As more time passed and I became a teenager, I became a little more opinionated, a little more argumentative, and a little louder, perhaps, on the subject of psychiatry and therapy. Strangely enough, I wasn’t arguing against psychiatry; I was arguing in favor of it. How bizarre was that? I had been so against it, against everything about it from insisting that I would never be a psychiatrist to avoiding mentioning my parents’ professions in conversation yet suddenly I was defending the virtues of psychiatry. What changed? I’m not entirely sure. Perhaps it was part of a transition into myself as a person, accepting what my parents did for a living. However, I think it’s much more likely that I just became aware that what my parents did was necessary for, one with major misconceptions about mental illness and treatment. I wanted everyone, my friends, my teachers, and even my grandparents to understand how important my parents’ work was. While I’d rather eat glass than admit to my parents that they were right all along about their work, secretly, I acknowledge that they were. I admire them for the long hours, the phone calls in the middle of the night from distressed patients, the multiple court appearances as experts. I’m slightly less appreciative of their inability to leave their job at work; as I tell my friends, being a psychiatrist requires a certain state of mind and training to hone that state of mind, and after a time, it’s impossible to leave the job at work. I’m less appreciative of what comes from that: the long “analytical” conversations, where they ask me everything from what I ate that day to what I think about the president. And I’m certainly less appreciative when I can hear them analyzing my responses from my room as they finish dinner.

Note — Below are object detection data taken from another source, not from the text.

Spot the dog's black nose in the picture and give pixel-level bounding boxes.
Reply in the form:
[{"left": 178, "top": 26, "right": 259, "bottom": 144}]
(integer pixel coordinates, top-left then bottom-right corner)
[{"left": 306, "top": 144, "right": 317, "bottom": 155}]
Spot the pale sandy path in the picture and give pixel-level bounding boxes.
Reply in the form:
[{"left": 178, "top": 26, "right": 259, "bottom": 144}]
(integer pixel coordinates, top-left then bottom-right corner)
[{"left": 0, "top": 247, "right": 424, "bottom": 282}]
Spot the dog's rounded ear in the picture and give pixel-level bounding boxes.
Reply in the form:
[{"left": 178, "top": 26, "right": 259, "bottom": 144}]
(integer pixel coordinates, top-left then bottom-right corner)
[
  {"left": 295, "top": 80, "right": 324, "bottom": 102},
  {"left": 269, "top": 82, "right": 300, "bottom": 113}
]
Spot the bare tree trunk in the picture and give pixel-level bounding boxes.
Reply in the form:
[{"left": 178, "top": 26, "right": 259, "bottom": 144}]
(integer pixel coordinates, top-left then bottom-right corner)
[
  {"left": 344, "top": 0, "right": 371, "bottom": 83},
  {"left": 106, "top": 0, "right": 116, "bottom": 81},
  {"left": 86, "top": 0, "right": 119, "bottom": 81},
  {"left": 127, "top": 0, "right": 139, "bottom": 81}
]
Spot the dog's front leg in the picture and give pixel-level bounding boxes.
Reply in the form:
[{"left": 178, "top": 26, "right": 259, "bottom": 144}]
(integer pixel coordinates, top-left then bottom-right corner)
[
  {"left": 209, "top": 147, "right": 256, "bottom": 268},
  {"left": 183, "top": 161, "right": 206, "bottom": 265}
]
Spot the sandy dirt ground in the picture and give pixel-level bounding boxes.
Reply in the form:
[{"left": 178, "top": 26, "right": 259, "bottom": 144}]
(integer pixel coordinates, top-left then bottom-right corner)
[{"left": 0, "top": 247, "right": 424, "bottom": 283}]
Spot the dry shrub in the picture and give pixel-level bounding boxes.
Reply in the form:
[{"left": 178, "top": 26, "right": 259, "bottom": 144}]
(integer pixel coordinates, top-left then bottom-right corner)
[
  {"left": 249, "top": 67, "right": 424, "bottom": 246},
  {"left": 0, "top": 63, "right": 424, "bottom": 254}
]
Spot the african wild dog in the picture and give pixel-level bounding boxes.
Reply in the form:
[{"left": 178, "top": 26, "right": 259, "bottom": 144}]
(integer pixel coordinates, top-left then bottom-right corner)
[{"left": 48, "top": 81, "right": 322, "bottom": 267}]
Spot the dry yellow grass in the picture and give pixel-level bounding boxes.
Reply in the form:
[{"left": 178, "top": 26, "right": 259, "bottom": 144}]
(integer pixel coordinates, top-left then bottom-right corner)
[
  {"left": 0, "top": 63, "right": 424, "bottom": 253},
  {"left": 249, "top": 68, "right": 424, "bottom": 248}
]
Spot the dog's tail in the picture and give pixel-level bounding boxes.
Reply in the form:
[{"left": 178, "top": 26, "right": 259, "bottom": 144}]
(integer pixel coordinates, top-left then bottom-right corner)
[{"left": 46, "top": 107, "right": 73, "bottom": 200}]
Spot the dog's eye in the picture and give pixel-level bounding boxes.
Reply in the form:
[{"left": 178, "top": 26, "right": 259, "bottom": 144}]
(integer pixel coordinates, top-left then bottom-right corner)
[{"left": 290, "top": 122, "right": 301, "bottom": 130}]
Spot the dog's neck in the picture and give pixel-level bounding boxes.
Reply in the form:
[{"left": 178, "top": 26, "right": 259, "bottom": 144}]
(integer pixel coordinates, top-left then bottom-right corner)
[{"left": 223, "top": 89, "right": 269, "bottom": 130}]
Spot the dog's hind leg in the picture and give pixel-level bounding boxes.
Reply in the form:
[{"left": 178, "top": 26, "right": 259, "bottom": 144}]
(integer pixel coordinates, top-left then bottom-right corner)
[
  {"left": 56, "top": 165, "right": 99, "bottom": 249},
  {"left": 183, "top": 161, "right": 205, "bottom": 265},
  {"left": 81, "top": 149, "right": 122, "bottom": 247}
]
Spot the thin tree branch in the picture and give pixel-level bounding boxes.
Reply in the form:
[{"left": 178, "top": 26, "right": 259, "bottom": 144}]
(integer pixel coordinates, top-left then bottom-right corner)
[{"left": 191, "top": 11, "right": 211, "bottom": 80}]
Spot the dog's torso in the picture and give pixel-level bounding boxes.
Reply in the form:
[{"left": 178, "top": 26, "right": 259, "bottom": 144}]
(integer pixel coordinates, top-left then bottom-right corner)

Although I’m not too fond of those things, my parents are certainly far more involved in my life than those of many of my friends’. As time has passed I’ve realized that I don’t want any of their disconnected parents; I only want mine. Don’t get me wrong, I still think that anyone who wants to be a psychiatrist is crazy. But at the same time, I think it’s that certain kind of insanity that’s made my parents into such wonderful parents, parents who have taught me to listen to people and give advice. My parents have taught me that service comes in many different ways. They gave their lives to their profession and their daughter, and I wouldn’t have it any other way.